# Patrick stimulus chief was fired from state post



## kwflatbed (Dec 29, 2004)

*Simon has been receiving pension since 1995*










By Andrea Estes and Frank Phillips

Globe Staff / February 13, 2009

The real estate developer chosen by Governor Deval Patrick to distribute billions of dollars in federal stimulus money has been receiving a state pension ever since he was fired from his job at a state development agency in 1995, according to state records.

DiscussCOMMENTS (26)

Jeffrey A. Simon, 58, was tapped by the governor on Wednesday to the newly created job of director of infrastructure investment, which will pay him $150,000 a year. The governor promptly posted a summary of Simon's résumé on his website after the appointment, listing a distinguished career as a real estate specialist in government and the private sector, with expertise in redeveloping military bases.
But what the résumé posting did not say was that Simon was terminated in 1995 from his state job overseeing the redevelopment of Fort Devens.
The governor and his staff also did not disclose that, under a Massachusetts pension law intended to protect patronage hires from retribution, his firing entitled him to begin collecting an enhanced state pension while he was in his mid-40s.
Simon could not be reached for comment.
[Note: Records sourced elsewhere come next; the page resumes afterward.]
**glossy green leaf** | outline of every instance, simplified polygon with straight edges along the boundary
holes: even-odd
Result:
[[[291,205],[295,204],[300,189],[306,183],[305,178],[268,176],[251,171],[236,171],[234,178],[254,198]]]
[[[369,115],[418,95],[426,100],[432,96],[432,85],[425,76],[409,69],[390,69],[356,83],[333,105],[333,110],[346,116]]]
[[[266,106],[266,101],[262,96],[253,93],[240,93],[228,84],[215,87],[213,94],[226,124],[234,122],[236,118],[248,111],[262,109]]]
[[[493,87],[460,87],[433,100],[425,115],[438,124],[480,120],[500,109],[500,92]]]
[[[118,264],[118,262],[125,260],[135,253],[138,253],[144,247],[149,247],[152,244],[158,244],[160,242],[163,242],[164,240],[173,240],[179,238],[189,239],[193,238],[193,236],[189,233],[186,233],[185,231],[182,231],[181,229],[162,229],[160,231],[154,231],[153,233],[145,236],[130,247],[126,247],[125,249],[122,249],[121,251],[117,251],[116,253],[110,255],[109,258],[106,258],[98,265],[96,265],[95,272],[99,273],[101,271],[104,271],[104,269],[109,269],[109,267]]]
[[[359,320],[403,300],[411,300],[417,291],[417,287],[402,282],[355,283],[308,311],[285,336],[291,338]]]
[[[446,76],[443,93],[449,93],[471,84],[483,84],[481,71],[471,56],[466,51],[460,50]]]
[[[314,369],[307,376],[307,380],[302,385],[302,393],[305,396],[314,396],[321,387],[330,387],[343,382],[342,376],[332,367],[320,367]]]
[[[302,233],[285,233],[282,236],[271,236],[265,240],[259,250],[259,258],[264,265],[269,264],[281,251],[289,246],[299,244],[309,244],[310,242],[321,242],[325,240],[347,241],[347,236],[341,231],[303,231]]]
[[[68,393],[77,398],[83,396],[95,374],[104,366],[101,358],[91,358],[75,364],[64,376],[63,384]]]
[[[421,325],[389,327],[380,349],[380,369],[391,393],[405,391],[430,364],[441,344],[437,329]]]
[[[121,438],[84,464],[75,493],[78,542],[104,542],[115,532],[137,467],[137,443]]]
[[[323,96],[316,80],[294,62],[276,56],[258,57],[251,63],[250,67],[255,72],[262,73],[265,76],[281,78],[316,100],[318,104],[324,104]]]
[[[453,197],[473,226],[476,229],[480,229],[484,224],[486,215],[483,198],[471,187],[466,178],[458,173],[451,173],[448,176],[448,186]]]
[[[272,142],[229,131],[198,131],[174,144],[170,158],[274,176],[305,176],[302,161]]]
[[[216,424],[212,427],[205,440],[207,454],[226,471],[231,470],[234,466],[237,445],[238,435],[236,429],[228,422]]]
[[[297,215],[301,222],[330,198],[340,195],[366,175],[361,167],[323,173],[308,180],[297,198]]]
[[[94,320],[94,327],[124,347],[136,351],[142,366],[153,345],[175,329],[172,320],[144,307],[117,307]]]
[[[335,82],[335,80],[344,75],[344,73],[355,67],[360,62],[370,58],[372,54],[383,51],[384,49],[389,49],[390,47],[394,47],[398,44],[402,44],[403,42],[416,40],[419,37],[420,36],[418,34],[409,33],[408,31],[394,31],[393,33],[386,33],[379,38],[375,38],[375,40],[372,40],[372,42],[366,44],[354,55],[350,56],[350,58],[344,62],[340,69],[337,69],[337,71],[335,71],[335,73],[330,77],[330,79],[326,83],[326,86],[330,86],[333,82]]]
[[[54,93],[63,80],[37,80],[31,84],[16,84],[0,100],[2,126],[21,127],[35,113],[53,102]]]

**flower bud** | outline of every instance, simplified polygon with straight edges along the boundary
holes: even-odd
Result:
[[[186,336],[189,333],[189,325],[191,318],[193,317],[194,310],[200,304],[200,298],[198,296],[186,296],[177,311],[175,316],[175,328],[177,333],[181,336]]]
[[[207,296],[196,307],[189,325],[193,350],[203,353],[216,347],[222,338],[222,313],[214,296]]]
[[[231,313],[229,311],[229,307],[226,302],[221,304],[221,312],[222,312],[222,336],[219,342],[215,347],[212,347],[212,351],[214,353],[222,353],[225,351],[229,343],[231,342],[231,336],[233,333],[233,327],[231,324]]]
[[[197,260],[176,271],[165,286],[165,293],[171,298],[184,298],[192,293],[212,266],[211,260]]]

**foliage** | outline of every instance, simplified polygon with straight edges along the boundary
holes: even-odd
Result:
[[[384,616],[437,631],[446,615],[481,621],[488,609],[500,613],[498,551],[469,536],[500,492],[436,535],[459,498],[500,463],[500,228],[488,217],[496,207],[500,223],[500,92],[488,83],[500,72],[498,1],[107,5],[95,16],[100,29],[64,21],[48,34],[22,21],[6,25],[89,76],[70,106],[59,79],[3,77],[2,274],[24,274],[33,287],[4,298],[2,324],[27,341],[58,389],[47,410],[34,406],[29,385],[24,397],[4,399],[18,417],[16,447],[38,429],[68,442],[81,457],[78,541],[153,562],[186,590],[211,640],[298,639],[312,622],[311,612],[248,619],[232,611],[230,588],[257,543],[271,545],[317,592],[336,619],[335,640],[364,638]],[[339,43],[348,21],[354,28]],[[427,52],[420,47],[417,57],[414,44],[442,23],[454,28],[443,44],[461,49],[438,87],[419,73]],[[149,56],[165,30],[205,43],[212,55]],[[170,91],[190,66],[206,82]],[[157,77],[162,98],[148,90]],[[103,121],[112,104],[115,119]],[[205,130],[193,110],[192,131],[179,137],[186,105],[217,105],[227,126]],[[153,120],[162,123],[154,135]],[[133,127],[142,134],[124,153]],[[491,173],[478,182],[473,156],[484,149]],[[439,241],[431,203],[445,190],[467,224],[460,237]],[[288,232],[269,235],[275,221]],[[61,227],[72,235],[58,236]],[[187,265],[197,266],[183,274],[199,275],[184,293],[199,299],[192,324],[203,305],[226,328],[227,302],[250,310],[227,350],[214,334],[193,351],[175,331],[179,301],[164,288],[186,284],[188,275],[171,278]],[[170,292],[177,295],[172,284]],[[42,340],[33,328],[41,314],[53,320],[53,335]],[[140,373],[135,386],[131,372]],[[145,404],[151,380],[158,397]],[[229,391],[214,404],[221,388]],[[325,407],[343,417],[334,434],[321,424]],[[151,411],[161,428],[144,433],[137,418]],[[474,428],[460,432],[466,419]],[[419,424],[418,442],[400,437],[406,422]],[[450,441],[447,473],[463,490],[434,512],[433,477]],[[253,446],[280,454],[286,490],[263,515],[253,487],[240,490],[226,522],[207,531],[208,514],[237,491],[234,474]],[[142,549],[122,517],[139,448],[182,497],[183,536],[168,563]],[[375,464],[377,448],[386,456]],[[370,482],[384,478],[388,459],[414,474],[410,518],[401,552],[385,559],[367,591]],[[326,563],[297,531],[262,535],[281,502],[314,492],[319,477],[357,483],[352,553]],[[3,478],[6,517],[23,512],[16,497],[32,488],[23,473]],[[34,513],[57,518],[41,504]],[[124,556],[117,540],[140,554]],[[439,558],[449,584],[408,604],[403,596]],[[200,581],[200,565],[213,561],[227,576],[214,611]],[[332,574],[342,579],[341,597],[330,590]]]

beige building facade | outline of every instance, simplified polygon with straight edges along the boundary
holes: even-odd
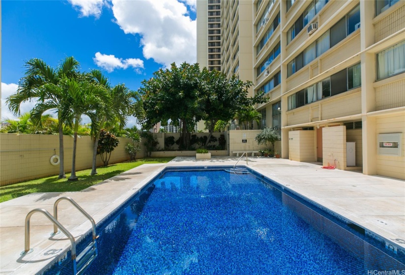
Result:
[[[280,129],[283,158],[405,179],[405,1],[231,0],[221,12],[221,71],[266,93],[256,128]]]
[[[259,126],[281,128],[282,157],[405,179],[405,1],[253,7]]]

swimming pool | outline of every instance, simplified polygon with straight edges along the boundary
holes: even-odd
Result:
[[[86,274],[405,270],[401,255],[384,251],[364,229],[256,173],[167,169],[127,204],[98,226],[99,255]],[[71,274],[65,262],[60,274]]]

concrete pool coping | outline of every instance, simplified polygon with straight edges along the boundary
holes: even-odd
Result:
[[[41,273],[70,249],[70,242],[64,234],[51,236],[51,222],[44,216],[34,214],[30,226],[33,252],[20,255],[24,248],[25,218],[34,208],[52,214],[54,201],[68,196],[99,223],[167,166],[233,165],[238,159],[177,157],[167,164],[143,165],[81,192],[34,193],[0,203],[0,274]],[[405,250],[405,181],[324,170],[316,163],[268,158],[248,160],[249,168]],[[243,159],[238,164],[246,163]],[[68,202],[59,203],[58,217],[77,240],[91,230],[90,222]]]

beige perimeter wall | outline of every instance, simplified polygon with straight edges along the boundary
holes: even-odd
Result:
[[[129,159],[125,151],[125,145],[131,139],[119,138],[119,144],[111,154],[109,164]],[[65,172],[71,170],[73,138],[63,137]],[[78,138],[76,170],[91,167],[93,142],[90,137]],[[137,158],[144,156],[142,150]],[[51,158],[59,154],[59,136],[0,134],[0,186],[25,180],[57,175],[59,165],[51,164]],[[103,165],[97,156],[97,165]]]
His retirement records do not include a reason for his dismissal from the agency where he worked in the mid-1990s, the Massachusetts Government Land Bank. His official résumé suggests he left the Land Bank because he was recruited for a similar job by the government of Bermuda.
A spokesman for Patrick, Joe Landolfi, provided a statement last night that said the administration knew Simon had departed state government. The statement did not address the questions of Simon's pension or his dismissal from the agency, however.
"Mr. Simon was fully vetted prior to being offered the position of director of infrastructure investment. He disclosed that he retired from state service more than a decade ago," Landolfi said. "He is eminently qualified to serve in this critical role, and we are confident he will successfully ensure federal stimulus funds are invested responsibly and transparently."
State retirement records show that Simon has been paid $29,000 to $32,000 a year since December 1995 with his enhanced, early pension. He has collected $403,751.84 in all, according to state records.
Simon will forgo the pension payments while he serves in his new state job, according to administration officials.
Patrick has called for pension reform. Pensions such as the one Simon is receiving have been criticized by some who say some former state officials are taking advantage of statutes intended for another purpose, but the Legislature has not changed the law.
The state retirement board has balked at paying benefits to some workers who sometimes lose their jobs just after recording their 20th year of service. In 2007, then-House Speaker Salvatore F. DiMasi fired his executive assistant after she worked almost exactly 20 years to the day.
In 2002, the retirement board rejected a claim by Peter Forman, chief of staff for Acting Governor Jane Swift after board members questioned whether he had really been fired.
A handful of Big Dig managers who worked at the Massachusetts Turnpike Authority also left the agency with pensions at a relatively young age.
Simon, who also worked in the 1970s for Senate President William M. Bulger and for the Massachusetts Land Bank in the 1970s and 1980s, did not have the required 20 years of state service when he was fired.
So to qualify for his early pension, he took advantage of another quirk in state law - the ability to include pension credit for nonstate jobs. Simon asked the Essex County retirement board to have time he served as a $150-a-year member of the Ipswich School Committee added to his pension.
The board refused, but Simon appealed to a state administrative judge, who eventually ruled in his favor and awarded him five years of School Committee time.

http://www.boston.com/news/local/ma...ick_stimulus_chief_was_fired_from_state_post/


----------



## ddp335 (Feb 6, 2009)

not suprised


----------



## JMB1977 (Nov 24, 2007)

Yep...not shocking


----------